Следующее, что помню, – я открываю глаза и понимаю, что машина больше не движется. Она стоит на месте. Прямо передо мной, всего в паре сантиметров, в свете фар виднеется стена сухой каменной кладки. Она была ослепительно-яркой – словно театральная сцена, – и я принялась изучать покрывавший камни мох. Такой крошечный, лишенный соцветий, но все равно очень красивый. Я удивилась, как раньше не замечала его, хотя ездила по этой дороге каждый день. Я понимала, однако, что что-то не так. Я понимала, что не должна посреди дороги стоять лицом к стене, восхищаясь красотой мха, так что потянулась, чтобы включить аварийный сигнал. Тогда-то я и заметила у себя на руках кровь.
Должно быть, я снова потеряла сознание, пытаясь разобраться в ситуации. Открыв глаза в следующий раз, я увидела перед своей машиной мужчину. Он представился полицейским и сказал, что уже во второй раз натыкается на аварию не при исполнении. Так я поняла, что попала в аварию. Мне хотелось его расспросить обо всем, однако он даже не смотрел на меня, пока говорил, так что я уставилась на болтающуюся пуговицу на рукаве его куртки, думая о том, как легко она может оторваться и навсегда потеряться.
В конечном счете меня достали из машины, усадили на переднее сиденье полицейского автомобиля и оставили наедине с запахом жевательной резинки и пропылесосенной обивки, и я пыталась привести в порядок перемешанные, сбивчивые мысли, проплывавшие у меня в голове. Где-то поблизости зашипела полицейская рация, и среди мешанины слов мне удалось разобрать, что произошло дорожно-транспортное происшествие со смертельным исходом. Смертельным исходом. Тогда мне и в голову не пришло, что я столкнулась с другой машиной, и мой разум в панике начал вспоминать, вместе с кем я могла ехать, кто мог погибнуть. Я перебрала всех своих знакомых. Каждого, кто был мне небезразличен. Когда вариантов больше не осталось, я наконец убедилась, что была в машине одна. Но если я ехала одна, а авария со смертельным исходом, то это означало – подумала я, – что жертвой была я. Мне казалось, я очень долго не отпускала эту мысль, хотя, вероятно, прошло всего несколько секунд, однако они были самыми пугающими, сюрреалистичными мгновениями моей жизни, когда я решила, что умерла. Что именно так ощущается смерть – тебе холодно, и ты одна в темноте прислушиваешься к незнакомым голосам в отдалении.

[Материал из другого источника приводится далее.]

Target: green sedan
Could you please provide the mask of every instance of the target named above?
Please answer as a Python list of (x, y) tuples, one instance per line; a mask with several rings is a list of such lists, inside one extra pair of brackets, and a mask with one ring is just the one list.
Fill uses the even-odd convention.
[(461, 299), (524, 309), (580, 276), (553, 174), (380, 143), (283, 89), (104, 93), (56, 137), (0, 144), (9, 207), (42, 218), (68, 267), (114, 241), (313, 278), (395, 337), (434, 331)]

Лишь когда меня положили в машину скорой помощи и пристегнули в узком огороженном пространстве со всевозможными приборами, я приняла тот факт, что жива. Я все еще была здесь. Лишь гораздо позже я осознала, насколько все было неправдоподобным. Как и полицейский, фельдшер скорой помощи тоже на меня не смотрел. Он разглядывал свои ботинки. Он всматривался в крошечное окошко в задней части машины. Оно было из того странного матового стекла, которое обычно ставят в машинах скорой помощи, и я помню, как не понимала, зачем смотреть в такое окно, если из него толком ничего не видно. Я пыталась заговорить, однако не уверена, что слова вообще покидали мою голову. Мне не было больно, и я только и чувствовала, что вокруг моего рта мокро. Мне казалось, что у меня текло из носа, и я без конца пыталась вытереться тыльной стороной ладони.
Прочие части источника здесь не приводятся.